My grief rights

Grief is a complex emotional response to loss, usually of someone important to us. At the same time, it can be caused by decisive life changes such as the end of a romantic relationship. The experience of grieving is different for each person, with no “right” or “wrong” way to grieve. Therefore, we need to give ourselves space and time, understanding our grieving rights.

  1. I have the right to experience my own unique emotions: I may feel angry, sad or lonely, I may feel terrified or relieved, I may feel drugged or numb. Sometimes I may feel nothing. No one else will feel exactly what I feel.

  3. I have the right to talk about my grief whenever I feel the need: When I need to talk, I will find someone who will listen to me and love me. I also have the right sometimes not to want to talk about it to anyone.

  5. I have the right to express my feelings of grief in my own way: When some people are hurt, they choose to do things to make themselves feel better for a while. I can laugh and play. I can also get angry and scream.
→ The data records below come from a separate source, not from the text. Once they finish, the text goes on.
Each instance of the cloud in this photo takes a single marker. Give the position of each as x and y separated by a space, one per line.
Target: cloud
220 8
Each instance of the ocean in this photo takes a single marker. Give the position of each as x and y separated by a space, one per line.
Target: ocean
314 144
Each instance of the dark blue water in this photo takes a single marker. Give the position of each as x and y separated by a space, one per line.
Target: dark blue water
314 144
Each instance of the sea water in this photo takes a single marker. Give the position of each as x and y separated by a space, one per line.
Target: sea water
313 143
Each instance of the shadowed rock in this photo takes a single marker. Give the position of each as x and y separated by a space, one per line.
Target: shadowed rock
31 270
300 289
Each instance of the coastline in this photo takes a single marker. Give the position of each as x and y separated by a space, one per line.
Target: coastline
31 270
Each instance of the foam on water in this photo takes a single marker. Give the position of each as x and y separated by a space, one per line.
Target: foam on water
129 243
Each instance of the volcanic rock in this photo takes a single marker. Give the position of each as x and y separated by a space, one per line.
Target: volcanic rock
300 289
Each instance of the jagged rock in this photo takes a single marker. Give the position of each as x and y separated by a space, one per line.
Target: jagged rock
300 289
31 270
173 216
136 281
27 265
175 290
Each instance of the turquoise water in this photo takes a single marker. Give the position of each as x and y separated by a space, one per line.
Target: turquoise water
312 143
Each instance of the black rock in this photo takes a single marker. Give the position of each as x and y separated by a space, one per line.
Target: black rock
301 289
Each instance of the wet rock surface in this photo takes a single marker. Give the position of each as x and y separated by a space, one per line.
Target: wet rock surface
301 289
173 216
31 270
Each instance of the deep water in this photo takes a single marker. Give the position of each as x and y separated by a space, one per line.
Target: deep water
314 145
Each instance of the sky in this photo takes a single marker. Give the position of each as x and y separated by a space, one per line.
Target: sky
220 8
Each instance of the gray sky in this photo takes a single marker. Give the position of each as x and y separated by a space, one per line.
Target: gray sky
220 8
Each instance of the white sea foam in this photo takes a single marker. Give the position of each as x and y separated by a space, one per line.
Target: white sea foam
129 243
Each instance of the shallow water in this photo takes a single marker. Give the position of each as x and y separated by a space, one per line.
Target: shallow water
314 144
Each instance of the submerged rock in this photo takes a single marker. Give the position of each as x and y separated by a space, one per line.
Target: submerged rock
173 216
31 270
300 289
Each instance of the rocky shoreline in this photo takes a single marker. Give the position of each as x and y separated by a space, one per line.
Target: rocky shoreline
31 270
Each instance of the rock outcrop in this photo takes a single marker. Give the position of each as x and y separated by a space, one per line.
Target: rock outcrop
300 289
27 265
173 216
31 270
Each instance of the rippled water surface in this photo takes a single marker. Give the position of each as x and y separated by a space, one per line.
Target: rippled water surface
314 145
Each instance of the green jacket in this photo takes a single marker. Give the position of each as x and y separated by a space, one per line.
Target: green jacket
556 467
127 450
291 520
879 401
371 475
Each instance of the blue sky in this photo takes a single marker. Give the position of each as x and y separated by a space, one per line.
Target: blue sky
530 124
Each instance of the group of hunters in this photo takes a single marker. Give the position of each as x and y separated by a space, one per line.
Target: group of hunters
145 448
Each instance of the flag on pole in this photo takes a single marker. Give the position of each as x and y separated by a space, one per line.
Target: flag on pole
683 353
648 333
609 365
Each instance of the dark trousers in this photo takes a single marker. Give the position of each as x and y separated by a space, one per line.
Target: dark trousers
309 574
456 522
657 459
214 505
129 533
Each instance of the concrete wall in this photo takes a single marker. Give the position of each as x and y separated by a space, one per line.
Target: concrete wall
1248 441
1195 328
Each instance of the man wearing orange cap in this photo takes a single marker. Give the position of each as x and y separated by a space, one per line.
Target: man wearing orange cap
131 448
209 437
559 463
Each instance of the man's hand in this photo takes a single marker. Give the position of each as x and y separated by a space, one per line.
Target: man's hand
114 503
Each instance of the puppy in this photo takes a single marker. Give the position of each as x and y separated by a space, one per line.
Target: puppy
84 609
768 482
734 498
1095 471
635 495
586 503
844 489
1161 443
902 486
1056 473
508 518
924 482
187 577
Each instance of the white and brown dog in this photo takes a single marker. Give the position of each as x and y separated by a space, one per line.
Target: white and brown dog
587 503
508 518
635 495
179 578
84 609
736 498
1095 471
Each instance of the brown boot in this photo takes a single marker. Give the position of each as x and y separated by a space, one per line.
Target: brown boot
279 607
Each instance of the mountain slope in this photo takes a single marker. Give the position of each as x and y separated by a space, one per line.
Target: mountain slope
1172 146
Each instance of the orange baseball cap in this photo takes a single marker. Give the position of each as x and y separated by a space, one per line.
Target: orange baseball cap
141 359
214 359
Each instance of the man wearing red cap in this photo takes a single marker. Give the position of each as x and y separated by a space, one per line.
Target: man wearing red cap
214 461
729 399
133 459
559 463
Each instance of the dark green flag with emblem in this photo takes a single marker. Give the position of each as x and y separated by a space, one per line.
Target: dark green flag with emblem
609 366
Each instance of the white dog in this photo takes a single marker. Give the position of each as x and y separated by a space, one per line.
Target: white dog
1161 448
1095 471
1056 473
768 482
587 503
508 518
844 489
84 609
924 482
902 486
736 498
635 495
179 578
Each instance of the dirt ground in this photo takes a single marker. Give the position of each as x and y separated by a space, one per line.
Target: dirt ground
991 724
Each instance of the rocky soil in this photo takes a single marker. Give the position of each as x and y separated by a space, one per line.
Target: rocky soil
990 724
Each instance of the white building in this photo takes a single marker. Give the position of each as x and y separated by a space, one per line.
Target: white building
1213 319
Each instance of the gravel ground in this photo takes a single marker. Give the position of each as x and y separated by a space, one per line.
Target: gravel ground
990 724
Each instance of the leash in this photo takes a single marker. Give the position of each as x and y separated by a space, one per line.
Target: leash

This doesn’t mean I’m bad; it just means I’m experiencing difficult emotions and need help to cope with them.

  7. I have the right to need other people’s help with my grieving: Mostly I need them to contain my thoughts and feelings (to pay attention to what I feel and say).

  9. I have the right to be upset about normal, everyday problems: I might whine and have trouble getting along with others sometimes.

  11. I have the right to use my religious beliefs to help me deal with my feelings of grief: Prayer can make me feel better and somehow closer to the person who died.

  13. I have the right to try to understand why the person I loved died: It’s okay if I don’t find an answer. The “why” questions about life and death are among the most difficult.

  15. I have the right to think and talk about my memories with the person who died: Sometimes these memories are pleasant and sometimes unpleasant. In any case, these memories help me keep my love for the person alive.

  17. I have the right to have “grief bursts”: Grief bursts are sudden, unexpected, and unpleasant feelings that sometimes hit me, even long after the loss. These feelings can be very strong, even scary. When this happens, I may feel afraid to be alone and want someone close to me.

  19. I have the right to “move on” to my grief, to feel it and over time to have a peaceful coexistence with it: I will move on by living a good, happy life, however the life and death (or loss) of the person who I lost will always be a part of me. I will always miss him/her.

Adapted from Alan D. Wolfelt, “The Grieving Person’s Bill of Rights”.